Susurluk eylemleriyle ilgili Erbakan “gulu gulu dansı” demişti. Çünkü kendi taraftarında etki yaratacağına inanıyordu. O kadar çok kadın tacize uğrarken kayıtsız kalan, Münevver Karabulut olayı gibi trajik bir olayda “kızın ailesine kabahat bulabilen” kürtaj yaptırmış kadınlara “katil” diyebilen bir liderlik bu. Ama kadınların geri çekileceğini düşünmesin kimse … Gezi den kalan malum: Bu daha başlangıç….
***
Konu kadına şiddetse feminizme sığınsınlar
“Son 15-20 yıldır, İslamcı olmayanların özellikle İslamcı kadınları, koruması gerektiğine dair bir ideolojik hegemonya altında yaşadık. Bu bir kimlikçilik siyasetinin ürünü idi. Bu bakış açısına göre : ‘Kürtler, eşcinseller, kadınlar, Müslümanlar, Aleviler, farklı etnisiteler …’ ve statüko karşı karşıya idi. Meclis siyaseti ile ve AKP aracılığıyla demokratikleşme hedeflendi ve mümkün görüldü.Öyle olunca bazı muhalif, demokrat insanlarda iyi niyetli bir refleks gelişti: İslami düşünce sahiplerini korumalıyız! Ben Türkiye’de insanların oruç tutuyor, namaz kılıyor, hacca gidiyor diye devlet tarafından cezalandırıldığını düşünen biri olmadım. Kadınlarla Müslümanların benzer şekillerde baskı gören gruplar olarak tasnif edilmesini ideolojik olarak da doğru bulmam, bu gerçek de değil. Kadınların emeklerine erkekler tarafından el konulduğunu düşünüyorum zaten. Yani sadece ezilmiyor, sömürülüyoruz da… Kabataş hadisesi ile Başbakan tekrar başörtülü kadınlara sığınınca birçok insanın refleksi de başörtülü dostlarını korumak olarak şekillendi. Fakat bu konuda herkese tavsiyem eğer konu kadına yönelik şiddetse sadece feminizme sığınsınlar. Kadına yönelik şiddetle ilgili Türkiyeli kadınların yazdığı şeyleri okusunlar. Vakaları araştırsınlar. Davaları izlesinler. O zaman kafalarında bir sorun kalmayacaktır.”
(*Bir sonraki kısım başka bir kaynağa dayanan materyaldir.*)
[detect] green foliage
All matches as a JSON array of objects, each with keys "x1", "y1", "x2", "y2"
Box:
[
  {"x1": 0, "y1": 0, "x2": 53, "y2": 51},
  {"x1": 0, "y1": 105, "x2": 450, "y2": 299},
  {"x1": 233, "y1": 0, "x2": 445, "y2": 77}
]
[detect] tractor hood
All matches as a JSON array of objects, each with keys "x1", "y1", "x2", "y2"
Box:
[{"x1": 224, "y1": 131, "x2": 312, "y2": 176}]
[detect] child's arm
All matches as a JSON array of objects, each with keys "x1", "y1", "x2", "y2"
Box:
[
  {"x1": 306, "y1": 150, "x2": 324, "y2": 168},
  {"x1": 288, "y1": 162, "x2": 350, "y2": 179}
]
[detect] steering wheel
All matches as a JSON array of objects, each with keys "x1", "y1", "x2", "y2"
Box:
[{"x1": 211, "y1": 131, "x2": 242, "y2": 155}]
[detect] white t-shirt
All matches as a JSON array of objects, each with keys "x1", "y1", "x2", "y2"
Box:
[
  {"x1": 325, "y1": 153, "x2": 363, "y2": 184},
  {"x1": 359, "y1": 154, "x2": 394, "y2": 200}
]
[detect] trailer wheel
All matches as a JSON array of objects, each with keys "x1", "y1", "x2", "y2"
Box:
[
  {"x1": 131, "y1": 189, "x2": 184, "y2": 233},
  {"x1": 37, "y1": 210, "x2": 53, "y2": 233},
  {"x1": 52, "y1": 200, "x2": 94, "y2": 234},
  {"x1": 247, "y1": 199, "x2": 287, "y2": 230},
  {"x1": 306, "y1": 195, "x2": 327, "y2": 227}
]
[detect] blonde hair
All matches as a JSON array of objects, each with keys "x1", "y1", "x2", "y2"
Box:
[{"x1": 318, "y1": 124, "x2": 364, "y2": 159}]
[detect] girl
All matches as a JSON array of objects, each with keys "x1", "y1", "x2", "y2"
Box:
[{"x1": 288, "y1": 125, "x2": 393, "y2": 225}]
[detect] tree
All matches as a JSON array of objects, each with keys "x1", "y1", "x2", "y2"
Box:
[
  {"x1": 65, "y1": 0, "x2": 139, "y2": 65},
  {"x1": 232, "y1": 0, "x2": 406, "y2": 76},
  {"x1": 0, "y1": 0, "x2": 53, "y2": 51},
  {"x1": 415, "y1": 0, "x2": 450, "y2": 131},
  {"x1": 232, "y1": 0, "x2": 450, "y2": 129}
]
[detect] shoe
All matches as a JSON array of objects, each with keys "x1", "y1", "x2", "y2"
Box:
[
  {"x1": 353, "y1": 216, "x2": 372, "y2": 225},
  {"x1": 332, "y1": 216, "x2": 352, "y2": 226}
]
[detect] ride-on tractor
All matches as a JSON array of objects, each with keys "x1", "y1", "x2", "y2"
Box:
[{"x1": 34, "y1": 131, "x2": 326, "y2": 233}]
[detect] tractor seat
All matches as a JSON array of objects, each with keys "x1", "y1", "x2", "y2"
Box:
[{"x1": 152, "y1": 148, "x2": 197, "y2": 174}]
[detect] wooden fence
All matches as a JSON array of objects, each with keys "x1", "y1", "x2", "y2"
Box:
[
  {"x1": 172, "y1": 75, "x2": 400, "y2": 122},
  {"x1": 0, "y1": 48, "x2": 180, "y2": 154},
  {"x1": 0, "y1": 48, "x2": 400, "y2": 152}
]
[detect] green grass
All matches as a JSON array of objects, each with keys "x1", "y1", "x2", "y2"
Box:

‘HIRSIZ VAR!’ NİDALARINA RAĞMEN…
AKP’ye oy vermiş demokratların Başbakan’dan çok alacağı var. Öte yandan Başbakan’ın güçlenmesinde kendi tarihi hedeflerinin gerçekleşme ümidini bekleyen destekçileri var. Onlar bugünlerin hayali ile yaşadılar, eski hukuk sistemine değil liderlerine güveniyorlar. Kabataş konusunda feministlerin dediği önemli: Başbakan sussun, kadınlar konuşsun. Öte yandan ‘Hırsız var nidalarına rağmen, Dolmabahçe müezzinin uyarılarına rağmen, bakan çocuklarının yüzsüzlüğüne rağmen, Ebru Gündeş’in kocasına rağmen yaşanacak şeyler bizlerin sabrını sınayacak. Tek çaremiz aklımızı, fikrimizi yenilemek ve bilemek.